A note with the subject line "Fixing what's broken" addresses us personally (we're tickled), then rambles on, eloquent as always, about America's broken immigration system and why the president is helpless to fix it alone.
Because this is such a tough problem -- one that politicians in Washington have been either exploiting or dodging, depending on the politics -- this change has to be driven by people like you.
Washington won't act unless you lead.
So if you're willing to do something about this critical issue, join our call for immigration reform now. Those who do will be part of our campaign to educate people on this issue and build the critical mass needed to make Washington act:
The link guides us to a video of Obama's speech in Texas (embedded below) and a red-hot button labeled "ADD YOUR NAME." Seems like some kind of feel-good petition, right?

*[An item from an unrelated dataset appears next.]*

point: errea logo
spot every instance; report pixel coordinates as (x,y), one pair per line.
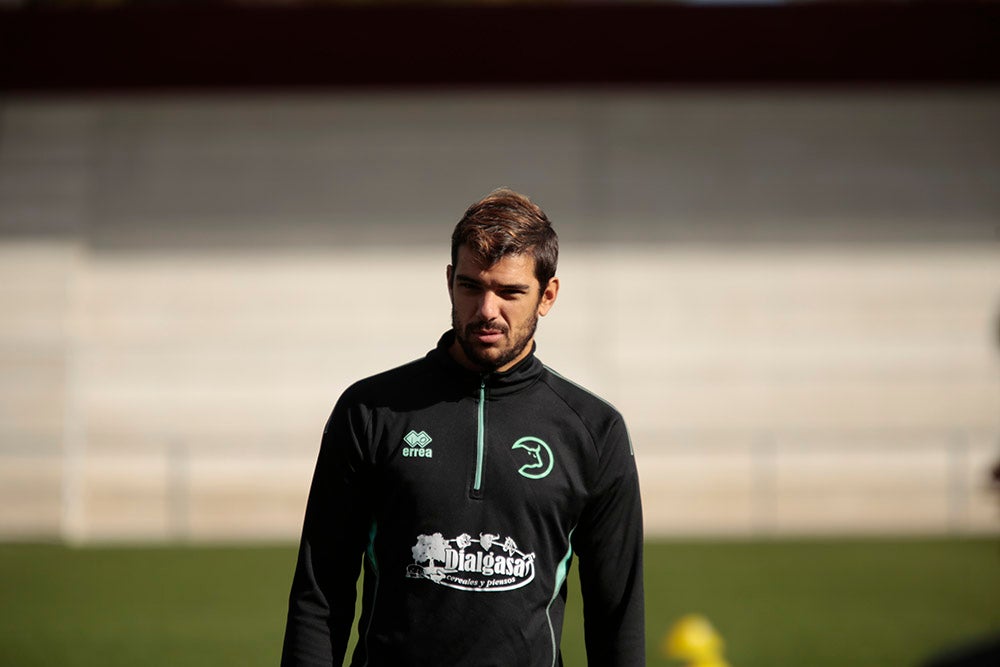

Wrong. "ADD YOUR NAME" yields a standard campaign-contribution form with slots for your billing address, credit-card info, etc. -- ready to be dumped into the general Obama fund, the "immigration reform" earmark forever lost to the Interwebs.
Dude -- did we just get 'Rack-rolled?
All this whining about Republican resistance to anything not fence- or taser-related is getting old.

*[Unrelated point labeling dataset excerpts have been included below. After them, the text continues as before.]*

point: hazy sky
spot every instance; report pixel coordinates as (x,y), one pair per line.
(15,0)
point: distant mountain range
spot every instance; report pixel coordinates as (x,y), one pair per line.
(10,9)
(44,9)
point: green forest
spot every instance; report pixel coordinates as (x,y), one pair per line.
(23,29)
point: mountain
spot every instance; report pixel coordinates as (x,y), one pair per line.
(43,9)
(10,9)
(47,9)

As one L.A. protester pointed out at a downtown demonstration today, Obama had a Democratic supermajority for the entire first half of his presidency. Where was all this urgency and solidarity -- e.g., "you and I need to be the ones talking about this issue in the language of hope, not fear" -- back when the POTUS could have actually done something about it?
To be fair, Obama may be having some regrets about that.

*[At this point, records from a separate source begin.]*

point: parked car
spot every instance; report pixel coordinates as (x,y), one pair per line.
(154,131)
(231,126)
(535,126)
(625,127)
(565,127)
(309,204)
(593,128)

Upon election, he immediately amped border security and deportations to never-before-seen brutishness as a concession to Republicans (perhaps desparate for those few extra health-care bill votes?), and is now acting extremely that bitter they didn't bite. Via the NYT:
"We have gone above and beyond what was requested by the very Republicans who said they supported broader reform as long as we got serious about enforcement," he added. "All the stuff they asked for, we've done. But even though we've answered these concerns, I've got to say I suspect there are still going to be some who are trying to move the goal posts on us one more time" -- to the point of seeking a moat and alligators, he joked. "That's politics."
During the president's grand tour of Latin America in March, which kick-started this conveniently timed Latino-friendly crusade, UCLA professor Raul Hinojosa-Ojeda explained to the Weekly how the president's plan went terribly wrong:
Obama is "buying into [the right-wing] mentality... so he can then have credibility [to make reforms] -- but the more he goes to the right, the Republicans move even further to the right."
Now, the overwhelming sentiment among Latino activists is too little, too late.